Ha! This is sweet, but I would call this solution "nonobvious". But perhaps it is a good argument for not modifying os.path.walk(), yet should a walktree generator be included in Python's future I hope that it will have the explicit option for postorder depth first.

Tim> Sorry, I'm unmovable on this point. My typical uses for this function do Tim> have to separates dirs from non-dirs, walk() has to make the distinction Tim> anyway (for its internal use), and it's expensive for the client to do the Tim> join() and isdir() bits all over again (isdir() is a filesystem op, and at Tim> least on my box repeated isdir() is overwhelmingly more costly than Tim> partitioning or joining a Python list).

I'm probably less adamant on this point than you :-) And you are right, it's cheaper for me to simply run through both lists than it would be to loop over a conditional based on isdir().

Tim> What about that worries you? I don't like it because I have some Tim> directories with many thousands of files, and stuffing a long redundant path Tim> at the start of each is wasteful in the abstract. I'm not sure it really Tim> matters, though -- e.g., 10K files in a directory * 200 redundant chars each Tim> = a measly 2 megabytes wasted .

That was also what bothered me ;-) I guess it's more of a habit than necessity.

Tim> Not all Python platforms have symlinks, of course. The traditional answer

True, but checking a file with os.path.islink() should be safe even on platforms without links -- if the docs are to be believed. The docs says that platforms that don't support links will always return False for islink(). The Python docs are a little inconsistent on links.

  1. os.path.islink(path) claims to be only check links on UNIX and always false if symbolic links are not supported.
  2. os.readlink(path) is only available on UNIX and is not defined on Windows.
  3. os.path.realpath(path) claims to be only available on UNIX, but it is actually defined and returns the given path if you call it on Windows.

Tim> I'm finding you too hard to follow here, because your use of "depthfirst" Tim> and "breadthfirst" doesn't follow normal usage of the terms.
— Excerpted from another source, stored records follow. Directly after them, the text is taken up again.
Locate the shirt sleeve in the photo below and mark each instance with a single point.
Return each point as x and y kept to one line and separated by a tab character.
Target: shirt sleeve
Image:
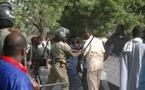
66	47
22	83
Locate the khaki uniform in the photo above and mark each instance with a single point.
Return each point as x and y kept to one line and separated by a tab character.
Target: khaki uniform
94	56
57	72
3	34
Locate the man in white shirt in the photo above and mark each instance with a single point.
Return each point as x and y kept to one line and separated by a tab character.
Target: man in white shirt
94	56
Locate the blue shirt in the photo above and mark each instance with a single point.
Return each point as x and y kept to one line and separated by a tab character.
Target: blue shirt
12	78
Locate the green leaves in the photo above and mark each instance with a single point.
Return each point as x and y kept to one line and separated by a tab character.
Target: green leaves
101	16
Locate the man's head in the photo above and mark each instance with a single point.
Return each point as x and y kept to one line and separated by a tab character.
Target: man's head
62	34
6	16
87	33
15	46
137	31
120	29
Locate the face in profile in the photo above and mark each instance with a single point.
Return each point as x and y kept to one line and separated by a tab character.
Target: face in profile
86	35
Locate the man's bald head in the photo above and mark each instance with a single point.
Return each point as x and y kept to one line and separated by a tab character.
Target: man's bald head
14	43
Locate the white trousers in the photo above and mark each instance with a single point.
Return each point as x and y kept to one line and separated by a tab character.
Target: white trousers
93	79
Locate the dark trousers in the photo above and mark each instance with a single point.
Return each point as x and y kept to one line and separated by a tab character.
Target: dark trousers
84	79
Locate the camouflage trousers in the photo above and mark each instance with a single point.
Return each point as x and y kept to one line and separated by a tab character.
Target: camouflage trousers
58	73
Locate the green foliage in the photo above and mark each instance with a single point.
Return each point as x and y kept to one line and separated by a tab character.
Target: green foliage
102	16
36	15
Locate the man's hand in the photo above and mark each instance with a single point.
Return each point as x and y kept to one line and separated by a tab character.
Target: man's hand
35	85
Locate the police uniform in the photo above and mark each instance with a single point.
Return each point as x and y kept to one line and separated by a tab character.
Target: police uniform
58	71
58	51
6	21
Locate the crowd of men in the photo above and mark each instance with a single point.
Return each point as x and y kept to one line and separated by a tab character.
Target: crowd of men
68	58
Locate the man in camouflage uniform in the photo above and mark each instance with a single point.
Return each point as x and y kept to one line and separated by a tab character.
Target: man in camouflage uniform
6	21
60	50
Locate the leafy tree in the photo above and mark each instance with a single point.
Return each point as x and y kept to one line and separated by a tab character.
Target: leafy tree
32	15
102	16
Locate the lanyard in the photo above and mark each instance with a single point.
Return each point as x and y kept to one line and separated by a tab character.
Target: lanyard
15	63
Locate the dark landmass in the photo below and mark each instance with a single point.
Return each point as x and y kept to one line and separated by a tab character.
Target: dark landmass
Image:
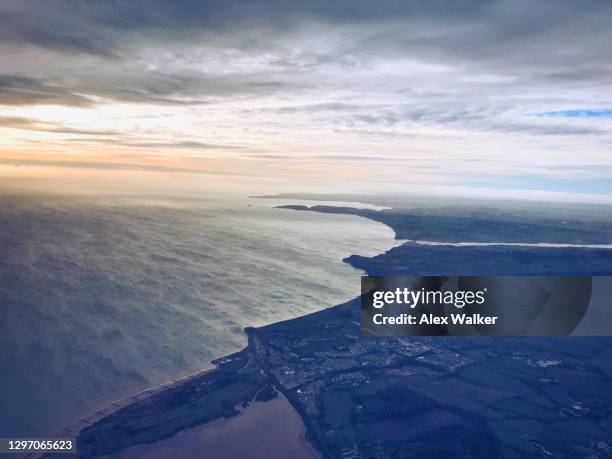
484	225
411	397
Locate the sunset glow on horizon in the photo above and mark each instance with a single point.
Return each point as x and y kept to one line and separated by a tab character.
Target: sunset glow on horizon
320	94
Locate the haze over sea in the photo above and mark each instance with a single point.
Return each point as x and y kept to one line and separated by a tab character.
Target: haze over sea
103	296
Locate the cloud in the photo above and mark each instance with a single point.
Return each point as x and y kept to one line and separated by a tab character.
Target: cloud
20	90
111	166
578	113
377	81
29	124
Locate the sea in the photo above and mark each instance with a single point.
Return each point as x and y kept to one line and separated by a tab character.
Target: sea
102	296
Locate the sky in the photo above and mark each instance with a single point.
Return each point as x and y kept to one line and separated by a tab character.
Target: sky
492	96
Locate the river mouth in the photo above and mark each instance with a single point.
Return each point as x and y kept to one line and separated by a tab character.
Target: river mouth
267	430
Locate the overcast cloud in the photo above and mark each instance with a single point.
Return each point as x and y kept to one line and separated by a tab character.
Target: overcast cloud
510	83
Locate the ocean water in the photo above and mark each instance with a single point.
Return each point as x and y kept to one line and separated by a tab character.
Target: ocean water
101	297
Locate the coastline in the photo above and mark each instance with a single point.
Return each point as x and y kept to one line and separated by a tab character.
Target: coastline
74	429
341	323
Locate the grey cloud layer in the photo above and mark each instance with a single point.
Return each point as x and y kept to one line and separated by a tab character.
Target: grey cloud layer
376	70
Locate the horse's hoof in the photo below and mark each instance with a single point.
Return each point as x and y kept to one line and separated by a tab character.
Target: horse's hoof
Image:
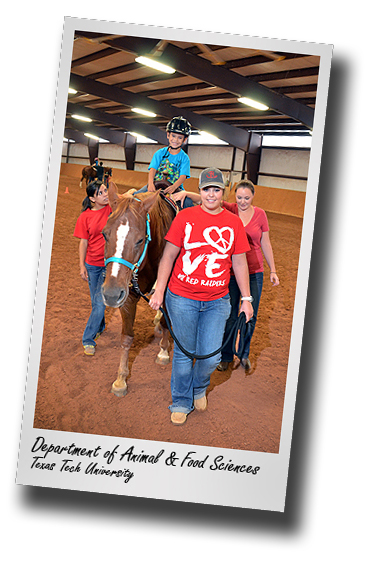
157	332
119	392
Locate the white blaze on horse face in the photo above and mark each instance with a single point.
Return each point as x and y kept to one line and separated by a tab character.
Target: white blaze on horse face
122	232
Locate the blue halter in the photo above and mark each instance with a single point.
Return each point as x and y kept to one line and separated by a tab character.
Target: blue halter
134	267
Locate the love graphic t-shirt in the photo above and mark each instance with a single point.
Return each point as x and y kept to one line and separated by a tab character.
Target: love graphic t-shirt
207	242
89	225
254	229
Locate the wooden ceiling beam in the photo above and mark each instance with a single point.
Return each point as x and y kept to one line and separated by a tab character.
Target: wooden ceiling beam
234	136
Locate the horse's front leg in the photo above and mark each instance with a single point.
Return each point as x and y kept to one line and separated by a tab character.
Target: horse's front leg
128	311
119	387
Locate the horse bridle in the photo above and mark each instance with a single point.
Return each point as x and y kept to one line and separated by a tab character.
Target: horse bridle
134	267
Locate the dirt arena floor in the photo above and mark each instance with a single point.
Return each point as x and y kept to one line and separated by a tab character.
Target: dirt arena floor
244	410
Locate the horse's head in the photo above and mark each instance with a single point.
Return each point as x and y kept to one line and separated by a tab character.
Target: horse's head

Here's normal

You are right. I will stop calling it Breadth First now. Feel free to dope slap me.

This confusion on my part was due to the apparent order when one prints the elements of the names list when the visit function is called. It would print B, C, D, E, F, G, H, I, J, K, but that's the parent printing the children, not the children printing themselves as they are visited. Oh... (a small, dim light clicks on.)

Still, walktree should have the option to hit the bottom of a branch and then process on it's way back up (post-order).

OK, how is this following version?

Yours, Noah

from future import generators # needed for Python 2.2 import os

def walktree (basepath=".", postorder=True, ignorelinks=True): """This walks a directory tree, starting from the basepath directory. This is somewhat like os.path.walk, but using generators instead of a visit function. One important difference is that walktree() defaults to postorder with optional preorder, whereas the os.path.walk function allows only preorder. Postorder was made the default because it is safer if you are going to be modifying the directory names you visit. This avoids the problem of renaming a directory before visiting the children of that directory.

 The ignorelinks option determines whether to follow symbolic links.
 Some symbolic links can lead to recursive traversal cycles.
 A better way would be to detect and prune cycles.
 """
 children = os.listdir(basepath)

 dirs, nondirs = [], []

 for name in children:
     fullpath = os.path.join (basepath, name)
     if os.path.isdir (fullpath) and not (ignorelinks and os.path.islink(fullpath)):
         dirs.append(name)
     else:
         nondirs.append(name)

 if not postorder:
     yield basepath, dirs, nondirs

 for name in dirs:
     for next_branch in walktree (os.path.join(basepath, name), postorder, ignorelinks):
         yield next_branch

 if postorder:
     yield basepath, dirs, nondirs

def test(): for basepath, dirs, nondirs in walktree(): for name in dirs: print os.path.join(basepath, name) for name in nondirs: print os.path.join(basepath, name)

if name == 'main': test()